When you hear the word “stock market” chances are you think of falling shares, lost pensions and fat cats getting fatter, but app developer Sebastian Kuhnert is hoping to change that. Kuhnert is the CEO of Tradimo, a free financial online training school and creator of the Little Traders iOS game. With it, the CEO hopes to change the world of stock market investments, one tiny investor at a time.
The Little Traders game is set during the 1920’s stock market, and involves opening your own small investment firm on the dirty basement floor of a New York high-rise. You take on clients and do your best to invest in stocks that will pay them dividends. During the course of the game’s market day, you buy and sell stocks, hoping to make a profit. If you do well, the customers come back and you make some cash yourself which you can use to build your business. With the money you earn you can decorate, rent more floors, and hire employees, allowing you to attract more customers with larger amounts to invest.
While the design and graphics of the game are simple, the gameplay is quite engaging and even addictive – particularly for anyone who enjoys simulation or empire building games. But with it, the developers hope to pique players’ interest in doing some real-life investing of their own.
“It has always troubled me how few people have a relationship with the market,” Kuhnert told iDigitalTimes. “They often find it too abstract -- what financial markets are and how trading works. Anything that’s just a little too complicated involving the stock market turns them off.
Only 7 percent of people in the world participate in the financial markets currently -- this includes people’s pension contributions,” Kuhnert continued. “When you compare that with the 20 percent that is active on Facebook on a monthly basis, it tells you how bad the financial industry is at engaging people that aren’t in the financial market. So we set out to create something that is simply fun and can be a door opener towards the financial world.”
While Little Traders can be played at a very casual level, for those interested in learning about investments and the stock market, the game and the company behind it offer a wealth of free lessons and tutorials that allow even the most regular of Joes to understand and start investing in the stock market.
Throughout different parts of the game, players are given the opportunity to complete “quests” for extra coins. These quests involve going through short investing lessons aimed at teaching the common person how the stock market works. For those who find the quests fascinating, the Tradimo website offers even more in-depth lessons and tools for getting started into long term investing or even day trading – all free of charge.
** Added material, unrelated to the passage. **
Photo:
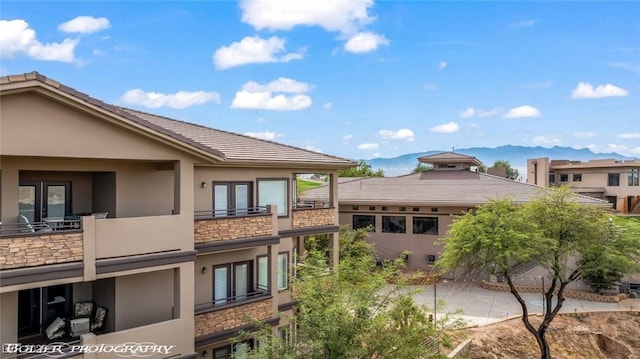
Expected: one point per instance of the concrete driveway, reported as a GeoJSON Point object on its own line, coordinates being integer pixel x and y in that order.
{"type": "Point", "coordinates": [480, 306]}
Getting “normal” people interested in investment is the passionate mission of Tradimo, says Kuhnert. The CEO sees it as a way to help close the income the gap between the very rich and the rest of us.
“Everyone is really good at fighting for the people that are already trading or doing hedge funds,” Kuhnert said, “but only a tiny amount of people are concerned with bringing regular people back into the market … that’s also a part of the growing income inequality problem we have in the world. If only a small percentage of people are participating in the stock market, then only a small percentage can profit from it.”
And indeed, interest in stock market investments has seen a sharp decline in the United States over the last decade, since the crippling financial crisis of the late 2000s.
In 2007, Americans investing in the stock market was at an all-time high with 65 percent participating in some capacity. In the years following the Great Recession, interest in investing waned with just 52 percent of Americans vested in the stock market in 2013. In the past two years, the numbers have increased slightly to 55 percent.
Interestingly, a recent Gallop Poll showed that the one sector where stock market investing is making a comeback is with the 18-34 age group, as the percentage of individuals investing in that age group has increased from 41 to 49 percent in the last five years, while the percentage of investors aged 35 – 54 have continued to decline from 63 to 58 percent in the same time period.
While Kuhnert hopes to inspire anyone to start investing, the app specifically targets this growing demographic of 18 to 34-year-old users who have a strong interest in mobile devices and gaming.
“We believe that our target audience – which consists of people who haven’t yet made the conscious decision that they want to trade – spends the majority of their leisure time on their mobile phones,” Kuhnert said. “So that’s the place where we needed to reach them.”
The idea of investing might seem daunting but Kuhnert assures anyone, no matter how much or little they have to invest, can get involved.
“The amount you have to invest is not important -- it’s all about starting the learning process and get more motivated about saving. If you have, say, $1,000 invested and you see that you make a steady return of even a conservative 4 percent, it gets you excited about saving more and investing more, because if you get 4 percent return on that then it becomes much more intriguing.”